The MGA With An Attitude
Connecting Rod Bearings

Crankshaft bearings is in 5 steps spanning 5 web pages.
Click green arrow at bottom to follow pages in sequence.
    A - Bearing Wear and Oil Pressure
    B - Connecting Rod Bearings - (this page).
    C - Main Bearings
    D - Crankshaft R&R and Regrinding
    E - Bearing Installation

When removing connecting rod bearing caps, be absolutely sure to keep the bearing caps in the right order with their original mated con-rods. When originally machined at the factory the bearing cap was cut and assembled to the con-rod first, and the bearing nest was bored afterward. The bore is almost never exactly centered on the split line, so mixing up the bearing caps will always result in some bearings being loose and some bearings seizing up on the crankshaft. It is a good idea to mark the con-rods and bearing caps for mating. If you don't have number stamps, punch makes will work as well. Put one punch mark on the end of the bearing cap and a matching punch mark nearby on the con-rod. Ditto for all parts. One punch mark for #1 rod, two punch parks for #2 rod, etc.

To remove a con-rod big end cap, bend back the lock tabs (when so equipped), unscrew the bolts or nuts, give the cap a little tap on one end or the other to knock it loose, and withdraw the cap. Then you can push the piston up into the cylinder bore to get the con-rod free from the crankshaft. In most cases the bearing half shells will stay nested in the con-rod and cap and will require a little pry with a small screwdriver tip for removal.

Bearing shells are composed of a thick steel backing piece with a very thin copper plating and a little thicker layer of soft white metal on the inside. When new the inside bearing surface has a soft buff finish all the way around. As it wears it develops a shiny surface in the middle (all the way across), but may have very little wear near the ends. You will likely find more wear on the upper bearing shell than on the lower one. If you see only white metal on the bearing there is a very good chance the crankshaft is still in good serviceable condition. If you see a very small amount of copper showing through the white metal it's a toss up. If you see any of the steel backing shell showing through the copper, the crankshaft will most likely need to be reground.
connecting rod bearings
This photo shows connecting rod bearings in good condition (left) and badly worn (right) with all of the soft white metal worn away to expose the intermediate copper layer. The copper layer is very thin, so a little more running time would have the steel backing plate exposed to cause severe damage to the crankshaft rod journal surface.

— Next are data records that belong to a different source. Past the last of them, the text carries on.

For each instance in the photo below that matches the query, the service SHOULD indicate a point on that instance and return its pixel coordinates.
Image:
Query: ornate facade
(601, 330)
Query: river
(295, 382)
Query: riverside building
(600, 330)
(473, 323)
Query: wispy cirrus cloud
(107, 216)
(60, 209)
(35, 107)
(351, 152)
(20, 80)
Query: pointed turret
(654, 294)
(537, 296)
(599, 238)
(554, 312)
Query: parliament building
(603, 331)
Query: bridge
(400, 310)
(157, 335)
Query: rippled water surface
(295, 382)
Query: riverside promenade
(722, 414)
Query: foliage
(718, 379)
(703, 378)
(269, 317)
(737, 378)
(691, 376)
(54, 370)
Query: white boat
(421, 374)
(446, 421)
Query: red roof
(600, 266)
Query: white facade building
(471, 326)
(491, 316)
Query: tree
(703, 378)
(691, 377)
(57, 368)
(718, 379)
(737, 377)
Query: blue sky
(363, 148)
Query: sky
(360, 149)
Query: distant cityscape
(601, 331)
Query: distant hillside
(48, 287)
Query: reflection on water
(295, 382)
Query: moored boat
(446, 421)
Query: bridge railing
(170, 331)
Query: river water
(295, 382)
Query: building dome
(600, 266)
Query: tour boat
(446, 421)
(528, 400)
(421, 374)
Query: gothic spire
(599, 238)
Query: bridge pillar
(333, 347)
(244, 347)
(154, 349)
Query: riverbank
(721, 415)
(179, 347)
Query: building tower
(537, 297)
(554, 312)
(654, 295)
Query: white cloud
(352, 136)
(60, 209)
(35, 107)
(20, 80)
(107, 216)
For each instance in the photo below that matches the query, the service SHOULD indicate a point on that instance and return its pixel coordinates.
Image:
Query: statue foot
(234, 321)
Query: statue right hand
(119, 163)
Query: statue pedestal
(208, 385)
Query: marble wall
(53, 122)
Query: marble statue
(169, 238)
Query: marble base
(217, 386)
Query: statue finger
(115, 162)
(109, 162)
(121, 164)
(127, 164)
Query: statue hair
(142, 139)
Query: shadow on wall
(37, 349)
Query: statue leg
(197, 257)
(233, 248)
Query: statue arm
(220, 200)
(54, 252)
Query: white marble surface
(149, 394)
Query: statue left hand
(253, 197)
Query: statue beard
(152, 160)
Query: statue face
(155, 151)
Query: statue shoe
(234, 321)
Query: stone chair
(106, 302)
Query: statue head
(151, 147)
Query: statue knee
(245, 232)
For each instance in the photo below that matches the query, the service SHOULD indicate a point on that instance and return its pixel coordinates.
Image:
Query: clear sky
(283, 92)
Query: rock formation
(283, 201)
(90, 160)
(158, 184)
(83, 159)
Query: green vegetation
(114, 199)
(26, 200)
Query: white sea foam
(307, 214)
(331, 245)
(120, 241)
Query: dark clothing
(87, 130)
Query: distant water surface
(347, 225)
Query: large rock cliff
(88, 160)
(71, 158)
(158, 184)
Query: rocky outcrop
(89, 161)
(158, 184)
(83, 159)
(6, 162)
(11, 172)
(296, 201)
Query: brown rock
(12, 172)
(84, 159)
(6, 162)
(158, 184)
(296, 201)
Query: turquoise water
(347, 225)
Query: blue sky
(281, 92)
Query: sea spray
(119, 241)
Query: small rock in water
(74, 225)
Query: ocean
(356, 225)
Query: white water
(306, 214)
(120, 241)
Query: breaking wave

Run your finger across the bearing journal on the crankshaft, front to back. The journals should be mirror clean and perfectly smooth. Repeat on top, bottom, and sides of the journal. If you can feel even the slightest roughness it needs to be re-ground. If it passes the finger tip test, use a 2" micrometer capable of reading .0001" increments to measure the diameter of the bearing journals on the crankshaft. Measure in two or thee different orientations, as the journal may not be round. Refer to the shop manual for correct diameter. If it is more than .001" undersize in any direction it needs to be reground. Regrind sizes will be in increments of .010" undersize. Undersize bearing shells will usually have the undersize designation stamped on the steel back side, such as 010, 020, etc.